In 1993, a half-hour television special called The Incredible Crash Dummies was produced. It was aired on Fox Kids on May 1, 1993. The animated short was entirely composed of computer generated imagery and centered on the adventures of Slick and Spin. A fellow Dummy named Ted has been chosen to use a new, indestructible torso module (Torso-9000), but his head is mixed up with an evil dummy's head, leading to the birth of Junkman. Slick and Spin try to free the kidnapped Dr. Zub from Junkman before the villain can extract the knowledge of how to mass-produce the torso. The special was later released on video and sold with the "Ted" action figure from the special as well as a second edition recolored Junkman.

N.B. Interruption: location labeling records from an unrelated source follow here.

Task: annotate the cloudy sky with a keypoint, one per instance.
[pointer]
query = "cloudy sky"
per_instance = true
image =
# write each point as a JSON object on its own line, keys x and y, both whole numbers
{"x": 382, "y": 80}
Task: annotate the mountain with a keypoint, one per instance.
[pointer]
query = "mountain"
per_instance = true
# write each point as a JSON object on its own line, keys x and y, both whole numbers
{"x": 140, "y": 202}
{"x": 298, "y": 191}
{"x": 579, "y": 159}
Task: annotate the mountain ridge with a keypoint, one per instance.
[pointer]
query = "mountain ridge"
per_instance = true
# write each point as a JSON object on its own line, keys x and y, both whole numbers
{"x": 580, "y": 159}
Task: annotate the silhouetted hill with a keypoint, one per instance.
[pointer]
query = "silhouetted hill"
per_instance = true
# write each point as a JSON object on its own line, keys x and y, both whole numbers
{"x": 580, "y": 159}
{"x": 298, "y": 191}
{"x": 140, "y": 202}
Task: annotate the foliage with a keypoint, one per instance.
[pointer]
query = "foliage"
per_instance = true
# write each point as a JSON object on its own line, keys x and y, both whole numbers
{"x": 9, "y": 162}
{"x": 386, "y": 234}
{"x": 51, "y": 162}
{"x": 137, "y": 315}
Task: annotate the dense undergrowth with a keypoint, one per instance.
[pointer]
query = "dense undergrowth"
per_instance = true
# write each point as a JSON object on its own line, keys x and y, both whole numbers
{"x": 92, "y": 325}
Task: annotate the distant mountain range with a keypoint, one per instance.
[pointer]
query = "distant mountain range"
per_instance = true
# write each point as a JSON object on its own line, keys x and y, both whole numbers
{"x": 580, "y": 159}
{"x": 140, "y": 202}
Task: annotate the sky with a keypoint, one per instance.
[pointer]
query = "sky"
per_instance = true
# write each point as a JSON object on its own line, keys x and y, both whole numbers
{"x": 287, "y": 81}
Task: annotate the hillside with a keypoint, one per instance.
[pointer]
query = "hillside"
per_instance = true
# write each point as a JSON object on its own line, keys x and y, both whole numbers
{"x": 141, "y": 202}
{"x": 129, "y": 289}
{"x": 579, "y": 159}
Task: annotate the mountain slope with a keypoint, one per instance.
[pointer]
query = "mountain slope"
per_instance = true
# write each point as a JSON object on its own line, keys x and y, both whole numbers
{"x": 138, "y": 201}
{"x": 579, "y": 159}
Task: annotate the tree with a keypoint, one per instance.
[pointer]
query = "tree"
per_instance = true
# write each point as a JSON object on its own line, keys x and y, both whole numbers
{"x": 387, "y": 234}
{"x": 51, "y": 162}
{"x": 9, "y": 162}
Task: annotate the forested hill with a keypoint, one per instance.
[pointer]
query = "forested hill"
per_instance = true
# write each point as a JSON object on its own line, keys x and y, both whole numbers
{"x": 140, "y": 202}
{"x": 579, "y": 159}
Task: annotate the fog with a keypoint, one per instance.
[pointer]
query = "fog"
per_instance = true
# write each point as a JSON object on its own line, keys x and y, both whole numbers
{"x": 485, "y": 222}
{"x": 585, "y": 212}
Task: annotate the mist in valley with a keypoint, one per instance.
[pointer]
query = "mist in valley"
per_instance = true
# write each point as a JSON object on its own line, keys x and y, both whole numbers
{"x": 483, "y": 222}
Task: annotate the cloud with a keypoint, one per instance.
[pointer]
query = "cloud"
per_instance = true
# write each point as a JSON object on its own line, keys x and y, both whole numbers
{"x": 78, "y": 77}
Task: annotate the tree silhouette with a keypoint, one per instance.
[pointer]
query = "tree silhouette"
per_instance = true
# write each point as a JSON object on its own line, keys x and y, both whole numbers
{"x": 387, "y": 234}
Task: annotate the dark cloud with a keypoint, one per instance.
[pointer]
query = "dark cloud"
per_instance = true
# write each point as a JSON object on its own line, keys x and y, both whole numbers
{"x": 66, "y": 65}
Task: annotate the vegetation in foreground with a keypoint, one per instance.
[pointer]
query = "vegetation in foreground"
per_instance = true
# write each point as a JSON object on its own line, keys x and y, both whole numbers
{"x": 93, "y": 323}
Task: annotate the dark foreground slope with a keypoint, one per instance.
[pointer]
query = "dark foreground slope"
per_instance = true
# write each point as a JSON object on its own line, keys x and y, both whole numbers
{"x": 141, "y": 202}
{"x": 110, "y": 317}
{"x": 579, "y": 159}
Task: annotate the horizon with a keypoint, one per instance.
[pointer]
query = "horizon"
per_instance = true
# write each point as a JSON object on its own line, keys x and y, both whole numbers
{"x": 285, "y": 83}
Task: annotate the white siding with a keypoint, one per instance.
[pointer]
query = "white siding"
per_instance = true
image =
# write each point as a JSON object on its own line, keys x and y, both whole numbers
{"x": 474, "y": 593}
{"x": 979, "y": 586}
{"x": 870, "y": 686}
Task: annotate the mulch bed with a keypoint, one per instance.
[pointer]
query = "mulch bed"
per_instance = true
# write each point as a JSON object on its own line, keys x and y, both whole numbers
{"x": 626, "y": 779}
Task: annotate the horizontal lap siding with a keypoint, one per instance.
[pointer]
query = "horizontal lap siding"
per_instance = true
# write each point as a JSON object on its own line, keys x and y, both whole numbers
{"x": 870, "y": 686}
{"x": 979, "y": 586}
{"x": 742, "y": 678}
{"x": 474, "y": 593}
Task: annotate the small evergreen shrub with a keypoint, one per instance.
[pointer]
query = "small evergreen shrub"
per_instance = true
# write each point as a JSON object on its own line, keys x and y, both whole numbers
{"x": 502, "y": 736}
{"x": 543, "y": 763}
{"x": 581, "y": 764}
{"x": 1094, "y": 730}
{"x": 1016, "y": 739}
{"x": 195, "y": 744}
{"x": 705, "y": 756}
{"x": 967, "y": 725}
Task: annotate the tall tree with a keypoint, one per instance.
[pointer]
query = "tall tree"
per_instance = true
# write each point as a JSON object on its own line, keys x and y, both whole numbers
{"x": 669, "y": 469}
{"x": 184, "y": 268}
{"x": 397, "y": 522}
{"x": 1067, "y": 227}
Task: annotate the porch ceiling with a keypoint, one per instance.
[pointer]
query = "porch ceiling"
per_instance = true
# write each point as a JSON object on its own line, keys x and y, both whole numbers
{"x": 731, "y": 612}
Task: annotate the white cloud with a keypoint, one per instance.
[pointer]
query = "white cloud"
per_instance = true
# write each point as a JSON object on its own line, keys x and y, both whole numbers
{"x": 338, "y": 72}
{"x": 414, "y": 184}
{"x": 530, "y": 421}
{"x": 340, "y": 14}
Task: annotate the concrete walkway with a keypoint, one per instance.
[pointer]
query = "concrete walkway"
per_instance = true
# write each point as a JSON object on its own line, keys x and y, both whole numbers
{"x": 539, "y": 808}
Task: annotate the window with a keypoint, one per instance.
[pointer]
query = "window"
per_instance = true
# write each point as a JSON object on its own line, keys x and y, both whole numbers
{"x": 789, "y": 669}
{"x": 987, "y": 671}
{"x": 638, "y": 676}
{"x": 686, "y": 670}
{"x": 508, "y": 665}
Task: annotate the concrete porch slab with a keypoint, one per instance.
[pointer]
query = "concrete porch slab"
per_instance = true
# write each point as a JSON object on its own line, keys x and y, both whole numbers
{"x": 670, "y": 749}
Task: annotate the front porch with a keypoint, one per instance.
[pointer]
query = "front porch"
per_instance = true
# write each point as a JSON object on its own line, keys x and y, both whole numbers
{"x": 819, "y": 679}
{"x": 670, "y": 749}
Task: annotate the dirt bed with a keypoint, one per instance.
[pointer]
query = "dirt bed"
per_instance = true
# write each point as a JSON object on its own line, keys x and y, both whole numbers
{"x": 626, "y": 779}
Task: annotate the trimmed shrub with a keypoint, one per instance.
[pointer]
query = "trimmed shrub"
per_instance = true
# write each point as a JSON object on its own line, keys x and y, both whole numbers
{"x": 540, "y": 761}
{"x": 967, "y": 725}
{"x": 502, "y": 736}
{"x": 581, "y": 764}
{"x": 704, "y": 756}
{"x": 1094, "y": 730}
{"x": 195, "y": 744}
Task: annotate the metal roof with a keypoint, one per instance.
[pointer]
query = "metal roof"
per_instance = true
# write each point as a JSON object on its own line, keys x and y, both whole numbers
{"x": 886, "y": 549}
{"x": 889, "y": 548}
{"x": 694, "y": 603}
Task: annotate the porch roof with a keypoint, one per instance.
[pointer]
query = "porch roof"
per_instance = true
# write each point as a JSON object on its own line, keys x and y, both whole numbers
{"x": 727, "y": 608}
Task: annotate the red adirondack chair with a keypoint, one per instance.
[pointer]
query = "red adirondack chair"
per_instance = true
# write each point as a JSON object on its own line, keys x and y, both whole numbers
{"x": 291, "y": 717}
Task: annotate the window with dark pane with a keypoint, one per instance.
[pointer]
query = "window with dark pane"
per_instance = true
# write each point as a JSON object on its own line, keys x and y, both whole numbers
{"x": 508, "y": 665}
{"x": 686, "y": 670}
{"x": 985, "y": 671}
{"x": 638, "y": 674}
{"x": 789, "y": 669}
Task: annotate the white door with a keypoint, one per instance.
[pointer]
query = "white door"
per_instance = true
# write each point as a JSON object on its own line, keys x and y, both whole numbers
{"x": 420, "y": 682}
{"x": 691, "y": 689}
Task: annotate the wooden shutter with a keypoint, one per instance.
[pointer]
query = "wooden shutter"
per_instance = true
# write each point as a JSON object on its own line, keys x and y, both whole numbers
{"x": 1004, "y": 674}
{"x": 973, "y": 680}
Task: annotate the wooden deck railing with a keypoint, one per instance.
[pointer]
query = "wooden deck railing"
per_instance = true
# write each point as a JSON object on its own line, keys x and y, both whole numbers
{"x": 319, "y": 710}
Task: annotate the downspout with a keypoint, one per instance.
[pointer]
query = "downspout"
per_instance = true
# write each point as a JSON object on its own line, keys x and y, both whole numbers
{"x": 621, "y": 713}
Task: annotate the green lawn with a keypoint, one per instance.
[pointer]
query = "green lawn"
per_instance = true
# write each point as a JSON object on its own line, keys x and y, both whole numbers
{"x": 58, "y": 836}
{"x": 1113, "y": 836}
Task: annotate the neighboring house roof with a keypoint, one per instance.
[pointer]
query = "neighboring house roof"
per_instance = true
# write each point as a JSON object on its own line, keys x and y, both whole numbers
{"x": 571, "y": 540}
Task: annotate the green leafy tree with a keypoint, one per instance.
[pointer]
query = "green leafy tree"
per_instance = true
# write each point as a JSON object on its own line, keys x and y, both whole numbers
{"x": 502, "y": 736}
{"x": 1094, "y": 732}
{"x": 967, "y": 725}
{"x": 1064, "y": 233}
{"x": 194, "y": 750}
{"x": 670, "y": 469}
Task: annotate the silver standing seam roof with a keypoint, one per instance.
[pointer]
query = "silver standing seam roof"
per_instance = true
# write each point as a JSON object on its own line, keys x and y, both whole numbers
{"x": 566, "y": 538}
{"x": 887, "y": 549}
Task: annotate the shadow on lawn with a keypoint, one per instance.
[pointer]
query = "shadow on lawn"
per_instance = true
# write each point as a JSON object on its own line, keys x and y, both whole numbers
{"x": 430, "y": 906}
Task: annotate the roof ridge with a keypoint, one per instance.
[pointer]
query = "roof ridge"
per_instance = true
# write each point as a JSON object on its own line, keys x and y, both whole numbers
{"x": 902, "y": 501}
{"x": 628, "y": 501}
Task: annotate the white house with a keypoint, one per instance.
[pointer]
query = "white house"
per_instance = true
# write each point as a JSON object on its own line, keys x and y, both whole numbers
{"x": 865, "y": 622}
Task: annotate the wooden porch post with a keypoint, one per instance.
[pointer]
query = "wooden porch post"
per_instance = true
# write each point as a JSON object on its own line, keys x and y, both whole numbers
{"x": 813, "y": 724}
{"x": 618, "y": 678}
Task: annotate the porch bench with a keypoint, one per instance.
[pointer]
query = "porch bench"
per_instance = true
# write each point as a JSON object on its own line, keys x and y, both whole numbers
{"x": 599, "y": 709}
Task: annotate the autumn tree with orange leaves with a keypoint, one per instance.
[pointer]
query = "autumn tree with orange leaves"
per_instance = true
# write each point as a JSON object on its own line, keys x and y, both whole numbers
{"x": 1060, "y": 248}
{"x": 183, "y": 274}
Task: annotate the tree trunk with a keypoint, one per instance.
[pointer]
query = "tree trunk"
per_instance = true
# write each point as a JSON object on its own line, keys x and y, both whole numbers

In 2004, a series of "Crash Dummies" animated shorts were commissioned for the Fox network and produced by 4Kids Entertainment. About a year later after it first aired, the graphics of the shorts were changed. The characters looked slightly darker, while the frame rate of the shorts were slightly slower. In this series, the dummies were named Crash, Splice, Crunch, and Gyro. In the fall of 2005, they were replaced by Teenage Mutant Ninja Turtles shorts.

===Video games===
A video game also called The Incredible Crash Dummies was developed by Gray Matter Inc. and published by LJN, Ltd. in 1993 for the Nintendo Entertainment System and Super NES. The game was ported to numerous systems including the Genesis and Amiga. It was awarded Strangest License of 1992 by Electronic Gaming Monthly.

The game received generally negative reviews, with critics commenting that the controls are poor and the novelty factor quickly wears out.

===Comics===

A series of comics involving the Crash Dummies in pro-tek suits was also produced by Harvey Comics in November 1993.

A set of three magazine sized comics were released by Citgo in 1992 featuring the dummies in their original suits. Scattered throughout the comics are various puzzles and games to complete.